I lifted my left hand from the piece of paper and rested it on the phone. “Somebody’s going to ask you,” I told him. “Either me, or a deputy sheriff named Ken Donaldson.”
He blinked, he blinked, he blinked. The chains clattered quietly in his fingers. The yellow windowless room in the fluorescent lighting seemed to grow steadily smaller. At last Ross sighed, and shook his head, and said, “I can tell you part, okay? Enough to get the idea. Okay?”
“Tell.”
“What this is,” he said, pausing to lick his lips, tap the table, play with his chains, glance toward the door, “this is a government, okay? Middle East, all right? There’s a person, there’s a very important person, you could call world-famous— Not an American, I promise you that, okay?”
“Tell,” I insisted.
“I’m telling, I am. This government, they want this person, for like a show trial, you know the kind of thing? So they can never get to him, there’s always this extreme security around him.”
“And you’ve invited him to dinner? Where do you connect with this, Ross?”
“He’s going to be in a place, this person,” Ross said. “There’s a specific place he’s going to be, a specific time, and from my property is absolutely the only way anybody could possibly get through the security. See, the land, you know, the land and then the other land.”
“Next door, or behind you, or something.”
“That’s right. So when the person is there, they can go in and grab him, come back out through my place, take off. From there they get him out of the country and however they do it, I’m done; it’s all over for me. They just need to be in my house a little while, setting up, getting everything ready for when they go in. And they need me to keep a normal front, you know? A regular appearance, so there’s nothing wrong on this land that’s right by the other land.”
“And in order to convince you to cooperate in a kidnapping,” I said, “they murdered three people.”
He blinked at me, at a loss. “What do you mean?”
“Delia, to begin with.”
“Yeah, yeah,” he said, impatiently brushing that aside, clearly not liking to be reminded. “They had to have a real good hook in me, didn’t they? And do you think I cry a lot over Delia?”
“They killed her. They didn’t know her, or dislike her, or have anything to do with her at all.

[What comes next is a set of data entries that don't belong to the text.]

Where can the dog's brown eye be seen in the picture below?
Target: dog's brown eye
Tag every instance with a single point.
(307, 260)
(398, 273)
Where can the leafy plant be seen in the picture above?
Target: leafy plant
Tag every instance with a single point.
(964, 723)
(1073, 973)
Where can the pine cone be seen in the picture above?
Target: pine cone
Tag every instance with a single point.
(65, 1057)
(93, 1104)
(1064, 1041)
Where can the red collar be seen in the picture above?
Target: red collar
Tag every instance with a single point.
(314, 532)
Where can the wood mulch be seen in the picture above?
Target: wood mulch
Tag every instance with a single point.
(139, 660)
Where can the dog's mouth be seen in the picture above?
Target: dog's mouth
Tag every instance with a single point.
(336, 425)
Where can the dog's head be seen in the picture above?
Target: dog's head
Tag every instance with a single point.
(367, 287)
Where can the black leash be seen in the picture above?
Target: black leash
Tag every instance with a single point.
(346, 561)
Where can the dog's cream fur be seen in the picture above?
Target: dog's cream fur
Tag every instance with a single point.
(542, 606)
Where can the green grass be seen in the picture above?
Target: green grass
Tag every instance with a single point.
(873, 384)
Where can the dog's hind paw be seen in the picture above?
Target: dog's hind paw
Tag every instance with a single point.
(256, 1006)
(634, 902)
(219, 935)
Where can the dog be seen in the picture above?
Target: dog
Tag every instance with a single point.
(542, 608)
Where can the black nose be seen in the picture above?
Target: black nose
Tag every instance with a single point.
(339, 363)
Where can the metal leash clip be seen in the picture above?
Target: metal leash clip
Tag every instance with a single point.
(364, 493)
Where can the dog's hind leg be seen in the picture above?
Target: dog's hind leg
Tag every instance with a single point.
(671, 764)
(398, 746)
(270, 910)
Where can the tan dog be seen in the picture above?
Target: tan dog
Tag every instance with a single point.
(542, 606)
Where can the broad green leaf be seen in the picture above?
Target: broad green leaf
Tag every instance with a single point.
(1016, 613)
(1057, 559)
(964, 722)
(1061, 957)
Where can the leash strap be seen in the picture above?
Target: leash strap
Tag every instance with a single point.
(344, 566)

They killed a human being just so they could get a handle on you. And you want to be their lion tamer.”
“I am their lion tamer! Jesus, Sam, I’ve been making it work, everything was fine, if you hadn’t called and started talking about tapes on the goddamn pho—” But then he stopped abruptly, and shook his head, expressing irritation at himself. “No, forget that. Now I’m acting as though it’s your fault. All right, these are very tough people, they’re from the army and the secret police, you know, in that country, and they aren’t exactly Boy Scouts.”
“They’re exactly murderers.”
“And kidnappers, don’t forget,” he said. “And I’ll tell you the truth, I haven’t yet seen one of them phone home to his mother. But I can handle them, Sam, and it’s just one more week, and I promise nobody’s gunning for you anymore.” He managed a shaky grin. “The fact is,” he said, “now they realize you’re not just some schmuck, you know? You’re not that easy to kill.”
“Thank you.”
“So they know you’re tough, and they have my guarantee you’ll keep quiet until they’re finished, and they need my cooperation, and they know if they took another shot at you and missed again, you’d have entire armies of cops swarming all over my place. So you’re out of it; absolutely, completely, and totally out of it.”
“Ross,” I said, “maybe you have enough for the book now.”
He stared at me. “What book? What have they done? A murder in the local papers, three days and it’s over. When these guys make their move, it’s going to be front page. Everywhere. Around the whole world they are going to make headlines, and those headlines are going to sell my book.”
I sat back, trying to understand and believe this idiot. “Ross,” I said, “you are a certifiable lunatic.”